Optimize Induction For Dynamic Programming
28 Jul 2020Recently I reviewed some dynamic programming problems and found I was still lack of the ability to come up with the most optimized solution or induction in some cases. So I tried to find out a generic method to optimize one simple basic induction so that I can use it to optimize my dynamic programming model in the future.
Complete Knapsack Problem
Given n items and their weights and values are w[i], v[i]. We need to put some of them into a knapsack of capacity Wto get the maximum total value in the knapsack. Each item can be picked any times.
The straightforward dynamic programming induction for this problem is
dp[i + 1, j] = max(dp[i, j - k * w[i + 1]] + k * v[i + 1]), where k >= 0
where dp[i, j] means the maximum value if we just use the first i items and the capacity limitation is j.
This induction is very straightforward, it shows that we can calculate the i+1th item case based previous calcuation results. But this isn’t the optimized induction for this problem since we need to calculate k times to find out the maximum value. We can dive deep more to see whether it is possible to utilize the calculation results from the dp[i + 1, j - w[i + 1]] too, where
dp[i + 1, j - w[i + 1]] = max(dp[i, j - w[i + 1] - k * w[i + 1]] + k * v[i + 1]), where k >=0
Now we try to do some modifications on our basic indcution
dp[i + 1, j] = max(dp[i, j - k * w[i + 1]] + k * v[i + 1]), where k >= 0
= max(dp[i, j] for k == 0, dp[i, j - k * w[i + 1]] + k * v[i + 1] for k >= 1)
= max(dp[i, j] for k == 0, dp[i, j - w[i + 1] - k * w[i + 1]] + k * v[i + 1] + v[i + 1] for k >= 0)
= max(dp[i, j] for k == 0, max(dp[i, j - w[i + 1] - k * w[i + 1]] + k * v[i + 1] + v[i + 1]) for k >= 0)
= max(dp[i, j], dp[i + 1, j - w[i + 1]] + v[i + 1])
Then we just need to compare two calcuation results within the calculation iteration for one item.
Sum Calculation Problem
Give n unique number a[i] and each of them has m[i] copies. We need to justify whether it is possible to select some of these numbers to make them sum up to K exactly.
The straightforward dynamic programming induction for this problem is
dp[i + 1, j] = Or(dp[i, j - k * a[i + 1]] for 0<=k<=min(m[i + 1], j / a[i + 1]))
where dp[i, j] is the boolean value to represent whether it is possible to use first i items to get a sum equal to j. We would meet the same problem here as in Complete Knapsack Problem, that we need to calculate k items with the iteration of each item.
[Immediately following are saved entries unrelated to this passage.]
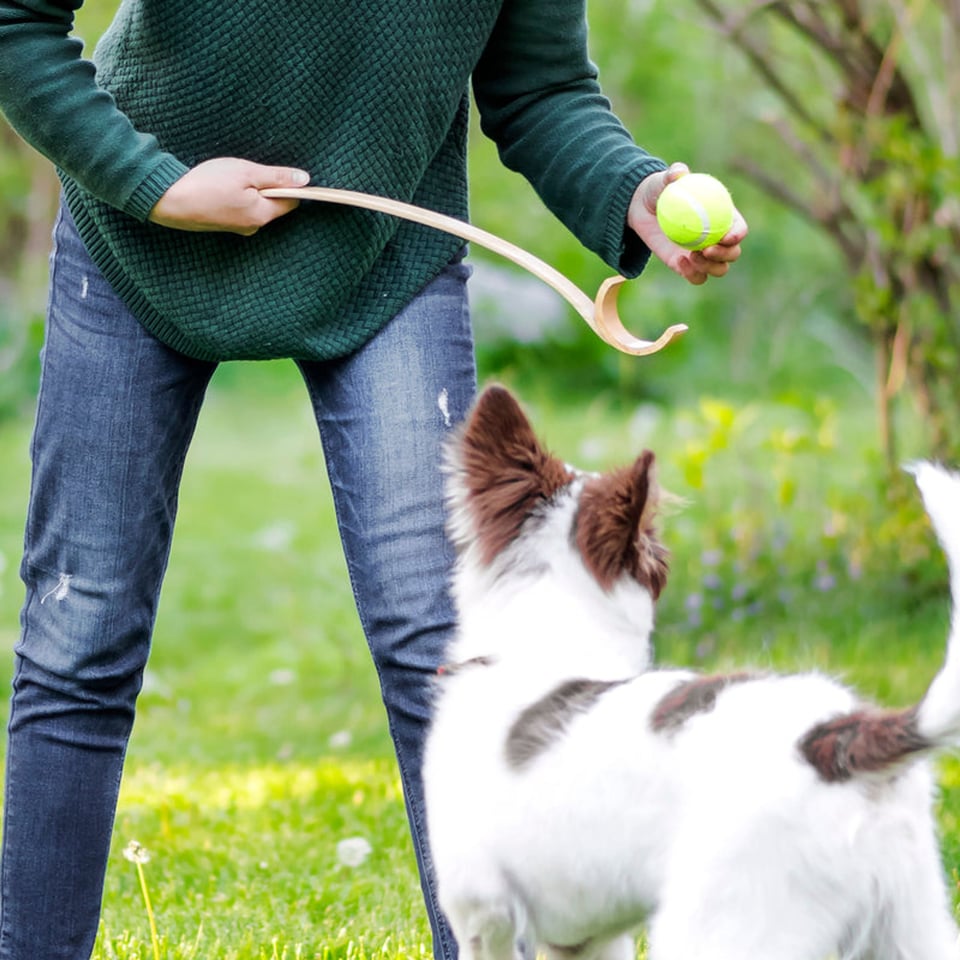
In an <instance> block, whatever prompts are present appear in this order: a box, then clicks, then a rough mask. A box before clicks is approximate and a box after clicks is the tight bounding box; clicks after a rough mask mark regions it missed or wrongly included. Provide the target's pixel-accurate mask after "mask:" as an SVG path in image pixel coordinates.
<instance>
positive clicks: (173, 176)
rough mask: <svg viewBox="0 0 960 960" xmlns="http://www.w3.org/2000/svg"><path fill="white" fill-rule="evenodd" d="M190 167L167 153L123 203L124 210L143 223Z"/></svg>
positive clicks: (186, 172)
mask: <svg viewBox="0 0 960 960" xmlns="http://www.w3.org/2000/svg"><path fill="white" fill-rule="evenodd" d="M189 169H190V168H189V167H188V166H187V165H186V164H184V163H181V162H180V161H179V160H178V159H177V158H176V157H174V156H172V155H171V154H167V155H166V156H164V157H163V159H162V160H161V161H160V163H159V164H157V166H156V167H155V168H154V170H153V171H152V172H151V173H150V175H149V176H148V177H147V178H146V179H145V180H144V181H143V182H142V183H141V184H140V186H138V187H137V189H136V190H134V191H133V193H132V194H131V195H130V197H129V198H128V200H127V202H126V203H125V204H124V205H123V212H124V213H127V214H129V215H130V216H131V217H133V218H134V219H136V220H139V221H140V222H141V223H143V222H145V221H146V219H147V217H148V216H150V211H151V210H152V209H153V208H154V206H155V205H156V202H157V201H158V200H159V199H160V198H161V197H162V196H163V195H164V194H165V193H166V192H167V190H169V189H170V187H172V186H173V184H175V183H176V182H177V181H178V180H179V179H180V178H181V177H182V176H183V175H184V174H185V173H187V171H188V170H189Z"/></svg>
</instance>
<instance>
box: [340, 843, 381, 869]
mask: <svg viewBox="0 0 960 960" xmlns="http://www.w3.org/2000/svg"><path fill="white" fill-rule="evenodd" d="M372 852H373V847H371V846H370V844H369V843H368V842H367V840H366V839H364V838H363V837H347V839H346V840H341V841H340V842H339V843H338V844H337V859H338V860H339V861H340V862H341V863H342V864H343V865H344V866H345V867H359V866H360V864H361V863H363V862H364V860H366V859H367V857H369V856H370V854H371V853H372Z"/></svg>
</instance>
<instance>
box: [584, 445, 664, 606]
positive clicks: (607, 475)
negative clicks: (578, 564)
mask: <svg viewBox="0 0 960 960" xmlns="http://www.w3.org/2000/svg"><path fill="white" fill-rule="evenodd" d="M653 462H654V456H653V453H651V452H650V451H649V450H645V451H644V452H643V453H642V454H641V455H640V456H639V457H637V459H636V461H634V463H633V465H632V466H629V467H624V468H621V469H620V470H614V471H611V472H610V473H606V474H604V475H603V476H601V477H595V478H591V479H590V480H588V481H587V482H586V484H585V485H584V488H583V492H582V493H581V495H580V510H579V514H578V516H577V529H576V542H577V548H578V549H579V551H580V555H581V557H582V558H583V562H584V564H585V565H586V567H587V569H588V570H589V571H590V573H591V574H592V575H593V576H594V578H595V579H596V581H597V583H599V584H600V586H601V587H602V588H603V589H604V590H609V589H610V588H611V587H612V586H613V584H614V582H615V581H616V579H617V577H619V576H620V574H621V573H624V572H626V573H628V574H629V575H630V576H631V577H633V579H634V580H636V581H637V582H638V583H640V584H641V585H642V586H644V587H646V588H647V589H648V590H649V591H650V594H651V595H652V596H653V599H654V600H656V599H657V597H659V596H660V592H661V591H662V590H663V587H664V585H665V584H666V582H667V569H668V565H667V549H666V547H664V546H663V544H662V543H660V541H659V540H658V539H657V536H656V532H655V530H654V527H653V518H654V515H655V513H656V507H657V499H658V493H657V487H656V483H655V481H654V477H653Z"/></svg>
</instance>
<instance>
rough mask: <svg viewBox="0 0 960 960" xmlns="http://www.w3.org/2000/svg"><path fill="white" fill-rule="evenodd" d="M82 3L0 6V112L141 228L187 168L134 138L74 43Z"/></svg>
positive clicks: (68, 169) (29, 4)
mask: <svg viewBox="0 0 960 960" xmlns="http://www.w3.org/2000/svg"><path fill="white" fill-rule="evenodd" d="M82 3H83V0H0V111H2V112H3V114H4V115H5V116H6V118H7V119H8V121H9V122H10V124H11V126H13V128H14V129H15V130H16V131H17V132H18V133H19V134H20V135H21V136H22V137H23V138H24V140H26V141H27V142H28V143H30V144H31V145H32V146H33V147H34V148H35V149H37V150H38V151H39V152H40V153H42V154H43V155H44V156H45V157H47V158H48V159H49V160H51V161H52V162H53V163H54V164H55V165H56V166H57V167H58V168H59V169H60V170H61V171H62V172H63V173H64V174H66V175H67V176H68V177H70V178H71V179H73V180H75V181H76V182H77V183H78V184H79V185H80V186H81V187H82V188H83V189H84V190H86V191H88V192H89V193H91V194H93V195H94V196H96V197H98V198H99V199H101V200H103V201H105V202H106V203H108V204H110V205H111V206H114V207H117V208H118V209H120V210H122V211H124V212H125V213H128V214H130V215H131V216H133V217H136V218H137V219H139V220H145V219H146V218H147V215H148V214H149V212H150V210H151V209H152V207H153V205H154V204H155V203H156V202H157V200H158V199H159V198H160V196H161V195H162V194H163V193H164V192H165V191H166V190H167V188H168V187H169V186H170V185H171V184H173V183H174V182H175V181H176V180H177V179H179V178H180V177H181V176H182V175H183V174H184V173H185V172H186V171H187V167H186V166H185V165H184V164H183V163H181V162H180V161H179V160H178V159H177V158H176V157H174V156H173V155H172V154H170V153H167V152H165V151H164V150H162V149H161V147H160V145H159V144H158V142H157V140H156V138H155V137H153V136H151V135H149V134H146V133H142V132H140V131H138V130H136V129H135V128H134V126H133V124H132V123H131V122H130V120H129V119H128V118H127V117H126V116H125V115H124V114H123V113H122V112H121V111H120V110H119V109H118V107H117V105H116V103H115V101H114V99H113V98H112V97H111V96H110V95H109V94H108V93H107V92H106V91H104V90H103V89H101V88H100V87H99V86H98V84H97V80H96V69H95V67H94V65H93V64H92V63H91V62H90V61H89V60H87V59H85V58H84V56H83V44H82V43H81V41H79V40H78V39H76V38H74V37H72V36H71V33H72V30H73V23H74V13H75V12H76V10H78V9H79V8H80V6H81V5H82Z"/></svg>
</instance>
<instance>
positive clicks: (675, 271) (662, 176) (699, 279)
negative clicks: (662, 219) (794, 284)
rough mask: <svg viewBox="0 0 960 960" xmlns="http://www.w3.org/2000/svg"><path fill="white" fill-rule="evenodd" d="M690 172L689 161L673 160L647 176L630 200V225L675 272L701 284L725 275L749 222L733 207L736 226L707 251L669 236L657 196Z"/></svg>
mask: <svg viewBox="0 0 960 960" xmlns="http://www.w3.org/2000/svg"><path fill="white" fill-rule="evenodd" d="M689 172H690V170H689V168H688V167H687V165H686V164H684V163H674V164H671V166H670V169H669V170H665V171H663V172H661V173H652V174H650V176H649V177H646V178H645V179H644V180H643V181H642V182H641V184H640V186H639V187H637V189H636V192H635V193H634V195H633V199H632V200H631V201H630V208H629V210H628V211H627V224H628V226H629V227H630V228H631V229H632V230H633V231H634V232H635V233H637V234H638V235H639V237H640V239H641V240H643V242H644V243H645V244H646V245H647V246H648V247H649V248H650V250H651V252H652V253H653V254H654V255H655V256H656V257H658V258H659V259H660V260H662V261H663V262H664V263H665V264H666V265H667V266H668V267H669V268H670V269H671V270H673V271H674V273H678V274H680V276H681V277H683V278H684V279H685V280H687V281H689V282H690V283H693V284H701V283H706V282H707V280H708V279H709V278H710V277H722V276H724V275H725V274H726V272H727V271H728V270H729V269H730V264H731V263H733V262H734V261H736V260H737V259H739V257H740V244H741V242H742V241H743V238H744V237H746V235H747V222H746V220H744V219H743V217H742V216H741V215H740V211H739V210H736V209H734V215H733V226H731V227H730V229H729V230H728V231H727V234H726V236H724V237H723V238H721V240H720V241H719V242H717V243H715V244H713V246H710V247H707V248H706V249H704V250H687V249H685V248H684V247H681V246H678V245H677V244H675V243H674V242H673V241H672V240H669V239H667V237H666V236H664V233H663V231H662V230H661V229H660V224H658V223H657V199H658V198H659V196H660V194H661V192H662V191H663V188H664V187H665V186H666V185H667V184H668V183H672V182H673V181H674V180H679V179H680V177H682V176H684V174H687V173H689Z"/></svg>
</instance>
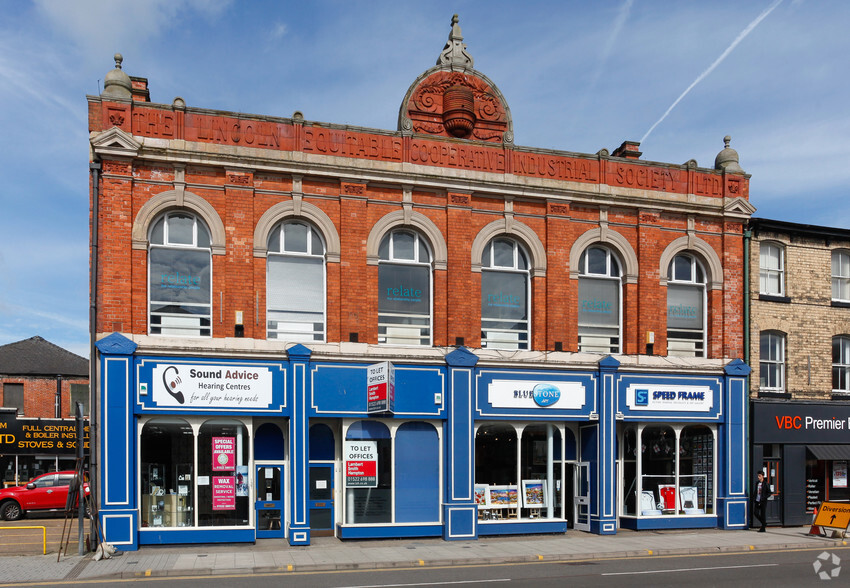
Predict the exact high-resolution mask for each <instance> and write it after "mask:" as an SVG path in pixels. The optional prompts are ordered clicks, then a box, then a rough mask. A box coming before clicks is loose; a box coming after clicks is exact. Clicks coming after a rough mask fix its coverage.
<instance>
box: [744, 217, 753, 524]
mask: <svg viewBox="0 0 850 588" xmlns="http://www.w3.org/2000/svg"><path fill="white" fill-rule="evenodd" d="M752 237H753V232H752V230H750V229H744V361H745V362H746V364H747V365H749V366H750V373H749V374H748V375H747V380H746V386H747V402H746V403H745V408H744V418H745V419H746V423H747V444H746V446H747V447H748V448H749V451H748V452H747V455H746V457H745V460H746V465H745V468H746V469H745V470H744V471H745V472H747V497H749V496H750V492H751V488H750V484H752V478H753V477H752V475H751V474H750V472H752V467H753V464H752V461H753V460H752V452H753V446H752V430H753V425H752V421H751V420H750V378H751V377H752V375H753V369H754V368H753V366H752V365H750V240H751V239H752ZM748 524H749V523H748Z"/></svg>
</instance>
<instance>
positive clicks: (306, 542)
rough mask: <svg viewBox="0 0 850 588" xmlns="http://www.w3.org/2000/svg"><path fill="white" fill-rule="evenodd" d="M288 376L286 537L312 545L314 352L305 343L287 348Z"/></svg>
mask: <svg viewBox="0 0 850 588" xmlns="http://www.w3.org/2000/svg"><path fill="white" fill-rule="evenodd" d="M287 354H288V356H289V364H290V367H291V369H290V370H289V374H291V375H289V377H288V378H287V391H286V402H287V404H288V405H289V406H290V407H291V410H292V413H291V414H292V417H291V418H290V419H289V479H290V488H291V491H290V495H289V500H290V503H289V512H290V513H291V515H290V519H289V521H287V527H288V528H287V531H286V536H287V539H288V540H289V544H290V545H310V510H309V508H308V498H309V492H310V488H309V481H308V456H309V447H308V442H309V435H308V434H307V430H308V426H309V422H308V417H307V408H308V405H309V402H308V401H309V397H310V395H309V393H308V387H309V381H308V378H307V373H308V367H309V362H310V355H311V354H312V351H310V350H309V349H307V348H306V347H304V346H303V345H300V344H299V345H295V346H293V347H290V348H289V349H288V350H287Z"/></svg>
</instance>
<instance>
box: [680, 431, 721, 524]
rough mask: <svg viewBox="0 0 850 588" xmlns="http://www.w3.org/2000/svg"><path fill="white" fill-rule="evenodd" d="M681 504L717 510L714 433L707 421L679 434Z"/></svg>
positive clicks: (684, 509) (683, 510)
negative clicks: (712, 431)
mask: <svg viewBox="0 0 850 588" xmlns="http://www.w3.org/2000/svg"><path fill="white" fill-rule="evenodd" d="M679 508H680V509H681V511H682V512H684V513H685V514H704V513H708V512H713V511H714V435H712V432H711V429H709V428H708V427H706V426H704V425H693V426H689V427H685V428H684V429H682V433H681V435H680V436H679Z"/></svg>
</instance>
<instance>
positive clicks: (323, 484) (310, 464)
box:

Let’s do the similiar modifications to the basic induction to see whether there is any optimizations.
dp[i + 1, j] = Or(dp[i, j - k * a[i + 1]] for 0<=k<=min(m[i + 1], j / a[i + 1]))
= Or(dp[i, j] for k == 0, dp[i, j - k * a[i + 1]] for 1<=k<=min(m[i + 1], j / a[i + 1]))
= Or(dp[i, j] for k == 0, dp[i, j - a[i + 1] - k * a[i + 1]] for 0<=k<=min(m[i + 1], j / a[i + 1]) - 1)
= Or(dp[i, j], dp[i + 1, j - a[i + 1]] if we can select one more a[i + 1])
Seems like we can just compare dp[i, j] and dp[i + 1, j - a[i + 1]] to get what we want now. But this isn’t end. There is one problem in this induction that we don’t know whether we can select a[i + 1] one more time based on d[i + 1, j - a[i + 1]] case. This problem can be solved just by storing the remaining number of a[i + 1] in the dp[i + 1, *] instead of the boolean value. In dynamic programming, storing boolean value in the dp table is sometimes wasting our space.